Heat resistance, membrane fluidity and sublethal damage in Staphylococcus aureus cells grown at different temperatures.

In this work the influence of growth temperature (10-42 °C) on Staphylococcus aureus heat resistance was studied, and its relationship with the ability of cells to repair sublethal damages and with membrane fluidity was evaluated. Non-linear, convex from above survival curves were obtained, and therefore a special case of the Baranyi model was used to fit them. For exponential phase cells, heat resistance did not change with growth temperature in the range between 10 and 37 °C, but cells grown at 42 °C were significantly more resistant, showing D and shoulder length (sl) values 2.5 and 4 times greater than the others, respectively.
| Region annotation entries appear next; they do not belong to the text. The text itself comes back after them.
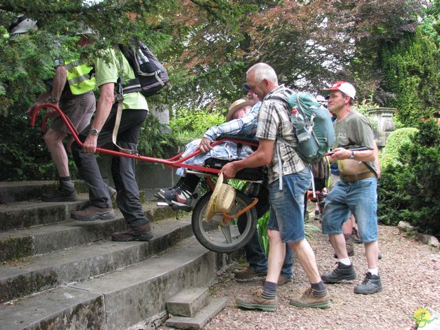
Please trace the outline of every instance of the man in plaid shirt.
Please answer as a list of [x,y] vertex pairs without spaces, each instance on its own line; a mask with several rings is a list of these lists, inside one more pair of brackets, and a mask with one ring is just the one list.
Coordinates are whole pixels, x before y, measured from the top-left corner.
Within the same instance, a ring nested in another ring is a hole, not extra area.
[[[253,151],[248,145],[243,144],[240,148],[232,142],[226,142],[212,148],[212,142],[222,135],[234,135],[246,138],[254,138],[256,131],[256,117],[261,102],[256,95],[248,93],[249,100],[237,100],[229,107],[226,115],[226,122],[219,126],[214,126],[206,131],[202,139],[192,141],[185,146],[185,152],[182,157],[190,155],[197,149],[202,153],[184,162],[190,165],[203,166],[208,158],[234,160],[245,158]],[[252,108],[251,108],[252,107]],[[184,168],[179,168],[176,172],[182,177],[175,186],[168,189],[161,189],[156,195],[168,204],[189,211],[192,202],[192,193],[199,184],[200,178],[195,174],[186,174]]]
[[225,165],[222,172],[226,177],[232,178],[243,168],[267,166],[270,203],[267,235],[270,250],[263,290],[252,296],[237,298],[236,304],[252,309],[276,309],[276,284],[287,243],[296,254],[311,283],[301,296],[290,300],[290,305],[303,308],[328,307],[330,298],[304,230],[304,195],[310,186],[310,171],[292,146],[298,143],[298,139],[290,122],[287,102],[270,99],[272,96],[285,99],[292,91],[278,85],[275,71],[265,63],[258,63],[249,69],[246,79],[250,91],[263,100],[256,134],[259,146],[248,158]]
For stationary growth phase cells, an increase in growth temperature above 20 °C resulted in an increase in D values, and cells grown at 42 °C also displayed the highest D and sl values. The increased heat resistance at 58 °C of stationary growth phase cells grown at higher temperatures was coincident with the appearance of a higher proportion of sublethally damaged cells capable of recovery and outgrowth in non-selective medium. Membrane fluidity was measured at treatment temperatures, and it was observed that those cells with more rigid membranes displayed greater heat resistance (Pearson coefficient = 0.969***). Additionally, S. aureus cells whose membrane was fluidized through exposure to benzyl alcohol were notably sensitized against the action of heat, in a concentration-dependent manner. Results obtained in this research indicate that membrane physical state could be an important factor determining the survival capacity of bacterial cells to a heat treatment.